My właśnie wróciłyśmy znad morza. Całe dwa tygodnie leniuchowania. Ala rozbiegała się na całego, łobuzuje tak że głowa mała i nie mamy szans nadążyć ze sprzątaniem. Minki robi nie do podrobienia i zrobiła się taka przylepka że hej. Czemu oczywiście się nie opieramy bo milutko tak się z brzdącem poprzytulać. ;D

Jutro niestety wracam do pracy. Czasem zazdroszczę Wam Mk, Mel i JJ waszych wychowawczych - szczególnie że dzieciaczki mamy w podobnym wieku i chyba tylko ja z naszej ówczesnej paczki wróciłam tak szybko do pracy. :(

A jeśli chodzi o sprawy budowlane to MK wiem co przeżywasz - a co gorsza okazało się że mnie czeka ponownie to samo. Mężuś zmienił koncepcję wejścia do domku i musimy załatwiać pozwolenia, robić projekty etc. Jednym słowem bleeeeeeeeee.
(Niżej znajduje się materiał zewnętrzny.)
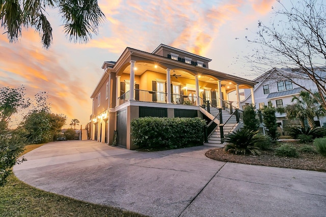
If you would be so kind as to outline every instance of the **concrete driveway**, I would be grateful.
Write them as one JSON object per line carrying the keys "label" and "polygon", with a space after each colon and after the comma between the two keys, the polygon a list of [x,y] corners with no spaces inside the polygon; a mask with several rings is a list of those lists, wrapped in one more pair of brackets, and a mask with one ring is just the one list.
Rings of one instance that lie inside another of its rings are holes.
{"label": "concrete driveway", "polygon": [[14,171],[40,189],[153,216],[326,216],[326,173],[220,162],[205,157],[210,148],[58,142]]}

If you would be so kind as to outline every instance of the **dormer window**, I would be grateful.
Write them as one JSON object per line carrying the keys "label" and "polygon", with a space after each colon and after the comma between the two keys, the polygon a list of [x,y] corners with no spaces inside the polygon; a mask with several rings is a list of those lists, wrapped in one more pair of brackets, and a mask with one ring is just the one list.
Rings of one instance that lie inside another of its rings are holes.
{"label": "dormer window", "polygon": [[185,63],[187,63],[188,64],[192,64],[192,59],[191,58],[189,58],[188,57],[184,57],[184,62]]}
{"label": "dormer window", "polygon": [[200,66],[201,67],[202,67],[203,64],[204,64],[203,62],[197,61],[197,66]]}
{"label": "dormer window", "polygon": [[178,57],[179,57],[179,55],[171,53],[171,59],[174,60],[178,60]]}

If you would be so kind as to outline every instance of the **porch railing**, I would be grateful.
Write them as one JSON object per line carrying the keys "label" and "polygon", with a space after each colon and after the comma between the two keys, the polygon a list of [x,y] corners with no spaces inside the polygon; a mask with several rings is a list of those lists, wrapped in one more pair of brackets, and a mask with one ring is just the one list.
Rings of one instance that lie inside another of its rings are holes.
{"label": "porch railing", "polygon": [[218,110],[219,112],[215,116],[215,117],[205,127],[205,142],[208,142],[207,139],[210,135],[213,133],[213,132],[219,127],[220,124],[220,114],[222,114],[222,110]]}
{"label": "porch railing", "polygon": [[210,101],[207,100],[205,101],[202,98],[200,98],[200,99],[201,107],[214,117],[219,114],[219,108],[214,105]]}
{"label": "porch railing", "polygon": [[[134,100],[145,102],[156,102],[166,103],[167,102],[167,93],[158,91],[135,89]],[[171,103],[188,105],[196,105],[196,96],[187,96],[182,94],[172,94]],[[128,91],[118,98],[118,105],[120,105],[130,99],[129,91]]]}
{"label": "porch railing", "polygon": [[127,102],[129,99],[129,92],[127,91],[118,98],[118,105],[121,105],[124,103],[125,102]]}

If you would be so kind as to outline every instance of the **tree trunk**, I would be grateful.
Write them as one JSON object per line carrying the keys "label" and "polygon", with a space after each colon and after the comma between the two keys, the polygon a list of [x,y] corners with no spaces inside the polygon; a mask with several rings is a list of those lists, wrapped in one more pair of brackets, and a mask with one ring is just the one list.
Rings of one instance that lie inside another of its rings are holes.
{"label": "tree trunk", "polygon": [[308,120],[308,123],[311,129],[313,129],[315,128],[316,125],[315,125],[315,121],[314,120],[313,117],[307,117],[307,119]]}

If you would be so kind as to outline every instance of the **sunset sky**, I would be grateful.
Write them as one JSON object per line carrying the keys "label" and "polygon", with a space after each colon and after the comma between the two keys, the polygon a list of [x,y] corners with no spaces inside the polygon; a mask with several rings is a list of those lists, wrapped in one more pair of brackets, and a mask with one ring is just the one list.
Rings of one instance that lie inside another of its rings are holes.
{"label": "sunset sky", "polygon": [[[53,32],[50,49],[34,30],[10,44],[0,35],[0,87],[21,85],[31,98],[47,91],[51,111],[76,118],[84,128],[92,113],[90,96],[103,72],[126,47],[151,52],[165,44],[211,59],[209,68],[247,78],[242,57],[252,50],[258,20],[268,23],[276,0],[101,1],[106,20],[86,44],[69,42],[55,10],[47,16]],[[4,33],[3,29],[0,29]],[[240,59],[238,59],[240,58]],[[80,127],[80,126],[79,126]]]}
Ale pochwalę się jeszcze, że powoli rozglądamy się za kuchnią - tzn. będziemy robili zabudowę i bardzo się cieszę. Koncepcje szafek już mniej więcej mamy teraz tylko trzeba wyłonić wykonawcę i kolejne pomieszczenie w domku będzie na cycuś glancuś. :)

Pozdrawiam Was serdecznie!
 
Dobry Wiecór :)

cos tu u nas pusciutko
a ja wpadlam sie pochwalic ;D ;D ;D
dziecie moje zasila jutro szeregi zerowkowiczow
urósł mi moj chłopak w mgnieniu oka
jeszcze przed chwila byl taki malusienki a teraz juz szkoła :) 8)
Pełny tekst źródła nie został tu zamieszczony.